Assessing the effects of changing surface-water levels historically has been difficult because of the complexity of the analysis. The management tool enables the user to define criteria such as water depth and land-surface slope and aspect to identify areas where conditions meet the needs for certain land or water uses or that provide habitat suitable for specific plants and animals.
The tool comprises an interactive GIS program and spreadsheets that allow users to specify the input data and criteria for analysis, process the data, and create results in the form of maps, data tables, and graphs. The tool is designed for use by natural-resource managers with only limited expertise with GIS.
Although the tool was initially developed to evaluate conditions in the lower Wood River Valley in the upper Klamath Basin, Oregon, it is designed to be transferable to other areas using easily generated or readily available data.

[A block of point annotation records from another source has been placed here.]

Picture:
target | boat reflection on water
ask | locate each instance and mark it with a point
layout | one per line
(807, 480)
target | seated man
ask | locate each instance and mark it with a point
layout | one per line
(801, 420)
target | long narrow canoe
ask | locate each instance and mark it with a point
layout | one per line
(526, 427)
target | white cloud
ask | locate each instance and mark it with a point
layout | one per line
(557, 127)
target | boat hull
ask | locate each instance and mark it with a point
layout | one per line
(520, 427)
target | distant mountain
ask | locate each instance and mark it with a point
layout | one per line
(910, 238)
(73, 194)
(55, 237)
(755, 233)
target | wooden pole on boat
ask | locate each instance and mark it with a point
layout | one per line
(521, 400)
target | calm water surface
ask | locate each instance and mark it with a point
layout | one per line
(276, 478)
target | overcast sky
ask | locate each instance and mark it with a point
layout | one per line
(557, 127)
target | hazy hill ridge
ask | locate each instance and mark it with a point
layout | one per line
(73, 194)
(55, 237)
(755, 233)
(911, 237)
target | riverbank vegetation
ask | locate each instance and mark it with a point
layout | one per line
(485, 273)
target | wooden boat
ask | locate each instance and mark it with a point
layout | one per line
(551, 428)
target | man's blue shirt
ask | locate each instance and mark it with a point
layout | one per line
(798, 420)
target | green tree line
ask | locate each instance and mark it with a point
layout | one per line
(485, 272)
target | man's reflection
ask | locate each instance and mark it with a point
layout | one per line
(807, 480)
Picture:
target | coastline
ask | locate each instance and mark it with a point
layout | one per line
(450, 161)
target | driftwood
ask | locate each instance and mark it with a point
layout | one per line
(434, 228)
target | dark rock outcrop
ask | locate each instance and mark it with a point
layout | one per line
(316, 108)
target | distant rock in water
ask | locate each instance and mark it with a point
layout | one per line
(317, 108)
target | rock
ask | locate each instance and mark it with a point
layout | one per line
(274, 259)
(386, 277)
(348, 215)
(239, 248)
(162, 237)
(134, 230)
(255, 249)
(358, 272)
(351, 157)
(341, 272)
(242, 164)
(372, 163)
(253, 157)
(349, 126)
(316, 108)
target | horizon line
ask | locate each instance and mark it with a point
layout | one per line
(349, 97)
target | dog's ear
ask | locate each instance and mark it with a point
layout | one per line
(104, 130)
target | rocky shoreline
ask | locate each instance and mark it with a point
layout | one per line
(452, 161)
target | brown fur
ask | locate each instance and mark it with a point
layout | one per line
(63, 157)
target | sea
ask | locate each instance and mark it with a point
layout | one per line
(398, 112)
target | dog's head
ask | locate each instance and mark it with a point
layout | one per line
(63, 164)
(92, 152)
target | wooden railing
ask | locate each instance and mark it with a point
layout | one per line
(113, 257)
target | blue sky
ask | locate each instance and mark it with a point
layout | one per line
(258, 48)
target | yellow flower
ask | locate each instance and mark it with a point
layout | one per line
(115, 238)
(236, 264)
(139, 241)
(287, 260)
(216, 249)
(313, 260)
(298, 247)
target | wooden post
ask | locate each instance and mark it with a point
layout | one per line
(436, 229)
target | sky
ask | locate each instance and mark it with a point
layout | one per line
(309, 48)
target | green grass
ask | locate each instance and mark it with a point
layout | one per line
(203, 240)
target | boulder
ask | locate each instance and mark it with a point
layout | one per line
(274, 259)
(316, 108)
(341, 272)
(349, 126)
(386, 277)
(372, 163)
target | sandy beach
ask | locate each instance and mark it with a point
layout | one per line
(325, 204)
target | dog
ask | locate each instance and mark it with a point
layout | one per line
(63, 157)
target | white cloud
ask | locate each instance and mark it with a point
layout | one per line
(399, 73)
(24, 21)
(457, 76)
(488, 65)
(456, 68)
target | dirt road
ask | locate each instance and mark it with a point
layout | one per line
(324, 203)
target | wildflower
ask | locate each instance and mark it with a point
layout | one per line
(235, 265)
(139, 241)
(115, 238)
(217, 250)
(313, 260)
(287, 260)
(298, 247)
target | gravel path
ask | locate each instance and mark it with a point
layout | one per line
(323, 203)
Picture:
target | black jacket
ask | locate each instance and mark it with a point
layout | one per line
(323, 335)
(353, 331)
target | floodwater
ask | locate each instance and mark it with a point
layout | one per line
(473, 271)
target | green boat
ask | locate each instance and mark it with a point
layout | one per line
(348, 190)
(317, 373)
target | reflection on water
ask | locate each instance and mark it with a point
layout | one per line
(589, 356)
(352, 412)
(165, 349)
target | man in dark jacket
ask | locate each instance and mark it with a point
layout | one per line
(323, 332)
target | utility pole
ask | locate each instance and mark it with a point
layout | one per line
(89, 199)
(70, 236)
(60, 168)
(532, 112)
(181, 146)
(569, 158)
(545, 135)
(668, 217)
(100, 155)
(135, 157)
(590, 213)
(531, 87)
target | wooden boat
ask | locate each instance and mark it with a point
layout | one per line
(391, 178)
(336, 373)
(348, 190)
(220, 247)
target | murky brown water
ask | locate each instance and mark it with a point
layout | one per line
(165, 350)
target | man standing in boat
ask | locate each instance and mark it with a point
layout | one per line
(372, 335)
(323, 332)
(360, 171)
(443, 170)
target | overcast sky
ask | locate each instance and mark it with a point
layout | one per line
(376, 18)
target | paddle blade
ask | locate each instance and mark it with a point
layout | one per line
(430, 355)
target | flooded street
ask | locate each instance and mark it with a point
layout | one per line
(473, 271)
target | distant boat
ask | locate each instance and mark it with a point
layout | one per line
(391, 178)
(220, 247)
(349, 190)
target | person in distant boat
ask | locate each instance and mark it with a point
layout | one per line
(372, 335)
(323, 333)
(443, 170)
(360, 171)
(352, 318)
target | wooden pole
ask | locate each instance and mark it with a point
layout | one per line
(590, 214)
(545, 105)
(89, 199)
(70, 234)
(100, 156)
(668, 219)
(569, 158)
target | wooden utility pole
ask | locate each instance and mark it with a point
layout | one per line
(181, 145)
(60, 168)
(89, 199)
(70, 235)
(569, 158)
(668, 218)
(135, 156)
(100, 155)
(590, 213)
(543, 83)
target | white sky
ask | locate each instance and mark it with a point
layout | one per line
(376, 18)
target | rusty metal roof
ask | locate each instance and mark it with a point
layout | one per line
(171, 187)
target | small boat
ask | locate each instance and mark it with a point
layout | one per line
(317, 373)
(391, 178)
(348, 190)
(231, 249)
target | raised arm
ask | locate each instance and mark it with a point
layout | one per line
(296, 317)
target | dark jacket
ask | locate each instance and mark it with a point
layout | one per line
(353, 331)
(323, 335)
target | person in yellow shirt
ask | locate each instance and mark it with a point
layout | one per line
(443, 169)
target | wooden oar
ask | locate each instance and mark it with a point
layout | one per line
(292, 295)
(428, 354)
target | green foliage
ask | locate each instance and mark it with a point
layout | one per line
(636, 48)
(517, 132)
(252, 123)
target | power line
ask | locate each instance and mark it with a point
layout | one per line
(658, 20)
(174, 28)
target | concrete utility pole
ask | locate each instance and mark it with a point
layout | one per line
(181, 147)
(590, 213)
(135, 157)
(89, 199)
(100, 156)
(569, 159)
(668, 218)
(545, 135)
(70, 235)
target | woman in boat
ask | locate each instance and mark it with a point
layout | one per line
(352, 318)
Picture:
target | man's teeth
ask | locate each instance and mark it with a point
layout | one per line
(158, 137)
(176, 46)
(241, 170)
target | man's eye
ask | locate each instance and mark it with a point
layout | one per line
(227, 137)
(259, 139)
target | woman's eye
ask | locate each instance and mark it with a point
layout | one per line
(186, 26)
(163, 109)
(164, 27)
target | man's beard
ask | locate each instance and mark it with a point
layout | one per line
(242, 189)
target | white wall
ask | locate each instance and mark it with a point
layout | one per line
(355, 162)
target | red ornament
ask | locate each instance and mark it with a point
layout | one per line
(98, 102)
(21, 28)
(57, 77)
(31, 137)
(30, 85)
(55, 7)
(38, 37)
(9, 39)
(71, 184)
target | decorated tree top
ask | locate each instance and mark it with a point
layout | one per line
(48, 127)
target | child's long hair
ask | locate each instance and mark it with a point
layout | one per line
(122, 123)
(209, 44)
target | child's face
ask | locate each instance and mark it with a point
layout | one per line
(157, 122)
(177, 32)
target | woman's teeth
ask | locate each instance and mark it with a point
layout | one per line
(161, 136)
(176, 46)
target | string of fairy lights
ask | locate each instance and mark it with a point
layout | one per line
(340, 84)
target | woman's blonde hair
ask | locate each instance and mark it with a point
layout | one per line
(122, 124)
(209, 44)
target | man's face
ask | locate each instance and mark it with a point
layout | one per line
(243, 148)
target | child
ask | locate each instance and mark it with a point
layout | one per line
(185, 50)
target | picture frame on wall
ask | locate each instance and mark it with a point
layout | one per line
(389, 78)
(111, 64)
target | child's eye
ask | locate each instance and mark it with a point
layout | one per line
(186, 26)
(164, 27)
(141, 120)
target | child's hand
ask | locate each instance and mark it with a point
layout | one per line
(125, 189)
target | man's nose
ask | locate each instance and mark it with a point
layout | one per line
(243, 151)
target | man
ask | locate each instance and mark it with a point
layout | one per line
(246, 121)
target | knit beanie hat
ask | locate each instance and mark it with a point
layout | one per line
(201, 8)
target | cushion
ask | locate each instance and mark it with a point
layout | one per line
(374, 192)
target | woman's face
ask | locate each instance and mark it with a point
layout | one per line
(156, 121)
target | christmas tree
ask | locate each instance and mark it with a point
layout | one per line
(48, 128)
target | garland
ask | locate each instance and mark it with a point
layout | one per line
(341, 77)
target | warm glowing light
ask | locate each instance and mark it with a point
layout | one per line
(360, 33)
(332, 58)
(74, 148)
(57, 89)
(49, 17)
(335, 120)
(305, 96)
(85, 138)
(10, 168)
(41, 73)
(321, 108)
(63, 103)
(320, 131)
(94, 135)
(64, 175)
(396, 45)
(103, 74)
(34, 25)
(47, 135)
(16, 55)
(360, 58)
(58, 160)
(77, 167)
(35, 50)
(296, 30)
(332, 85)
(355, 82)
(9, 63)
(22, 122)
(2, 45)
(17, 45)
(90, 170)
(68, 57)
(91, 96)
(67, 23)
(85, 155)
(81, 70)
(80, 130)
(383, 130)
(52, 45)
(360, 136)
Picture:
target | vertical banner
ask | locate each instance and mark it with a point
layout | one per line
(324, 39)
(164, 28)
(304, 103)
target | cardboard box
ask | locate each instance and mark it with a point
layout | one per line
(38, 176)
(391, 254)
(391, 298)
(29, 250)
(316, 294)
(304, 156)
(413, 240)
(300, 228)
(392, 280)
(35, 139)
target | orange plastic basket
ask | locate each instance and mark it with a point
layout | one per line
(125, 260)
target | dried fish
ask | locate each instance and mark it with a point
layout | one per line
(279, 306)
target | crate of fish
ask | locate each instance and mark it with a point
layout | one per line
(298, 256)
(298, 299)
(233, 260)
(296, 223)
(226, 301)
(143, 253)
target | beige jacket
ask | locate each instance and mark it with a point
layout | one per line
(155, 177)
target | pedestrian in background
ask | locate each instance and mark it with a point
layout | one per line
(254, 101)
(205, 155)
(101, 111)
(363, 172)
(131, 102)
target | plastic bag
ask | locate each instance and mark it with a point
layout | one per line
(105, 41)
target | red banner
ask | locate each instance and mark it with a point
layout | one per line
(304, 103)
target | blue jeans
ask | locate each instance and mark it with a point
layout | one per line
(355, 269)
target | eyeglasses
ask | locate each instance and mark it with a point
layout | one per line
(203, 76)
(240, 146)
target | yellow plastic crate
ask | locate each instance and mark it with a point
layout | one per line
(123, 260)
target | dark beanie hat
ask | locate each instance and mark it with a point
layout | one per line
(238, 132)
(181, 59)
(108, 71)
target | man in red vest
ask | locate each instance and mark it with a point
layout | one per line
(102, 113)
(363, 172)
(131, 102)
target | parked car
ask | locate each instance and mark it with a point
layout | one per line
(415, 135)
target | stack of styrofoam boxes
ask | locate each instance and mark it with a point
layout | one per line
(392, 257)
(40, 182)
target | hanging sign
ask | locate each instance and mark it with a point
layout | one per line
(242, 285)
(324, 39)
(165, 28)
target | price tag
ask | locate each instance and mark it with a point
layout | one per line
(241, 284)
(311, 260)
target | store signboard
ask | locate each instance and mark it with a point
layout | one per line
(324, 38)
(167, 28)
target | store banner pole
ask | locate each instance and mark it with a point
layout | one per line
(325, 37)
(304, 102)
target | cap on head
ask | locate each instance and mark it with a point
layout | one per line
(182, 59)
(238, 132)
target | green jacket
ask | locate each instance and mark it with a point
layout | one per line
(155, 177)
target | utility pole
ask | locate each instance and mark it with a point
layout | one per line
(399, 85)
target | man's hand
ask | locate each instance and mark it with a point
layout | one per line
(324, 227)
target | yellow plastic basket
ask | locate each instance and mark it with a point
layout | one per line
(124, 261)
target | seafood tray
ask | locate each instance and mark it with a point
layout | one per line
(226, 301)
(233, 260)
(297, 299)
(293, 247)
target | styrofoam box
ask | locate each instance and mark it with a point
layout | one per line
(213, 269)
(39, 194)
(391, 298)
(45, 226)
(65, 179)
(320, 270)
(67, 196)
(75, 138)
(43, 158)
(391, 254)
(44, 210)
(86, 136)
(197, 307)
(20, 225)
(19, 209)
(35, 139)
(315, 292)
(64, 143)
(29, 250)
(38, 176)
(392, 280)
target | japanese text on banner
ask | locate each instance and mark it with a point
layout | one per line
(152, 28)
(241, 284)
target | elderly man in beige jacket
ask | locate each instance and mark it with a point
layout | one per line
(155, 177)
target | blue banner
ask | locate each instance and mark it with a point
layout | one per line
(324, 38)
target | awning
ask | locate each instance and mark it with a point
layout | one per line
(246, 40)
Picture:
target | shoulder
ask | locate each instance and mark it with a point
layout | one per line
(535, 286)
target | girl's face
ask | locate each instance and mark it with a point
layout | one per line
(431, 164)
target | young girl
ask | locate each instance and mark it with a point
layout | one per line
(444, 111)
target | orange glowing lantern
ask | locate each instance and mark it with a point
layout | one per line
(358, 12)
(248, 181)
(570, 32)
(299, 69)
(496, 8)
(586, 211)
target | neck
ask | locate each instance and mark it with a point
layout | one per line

The Shoreline Management Tool was conceived and developed by the USGS with cooperation from the Bureau of Land Management.
The program is documented in the report, "The Shoreline Management Tool—An ArcMap Tool for Analyzing Water Depth, Inundated Area, Volume, and Selected Habitats, with an Example for the Lower Wood River Valley, Oregon," by Daniel T. Snyder, Tana L. Haluska, and Darius Respini-Irwin, is published as U.S. Geological Survey Open-File Report 2012–1247 and is available online.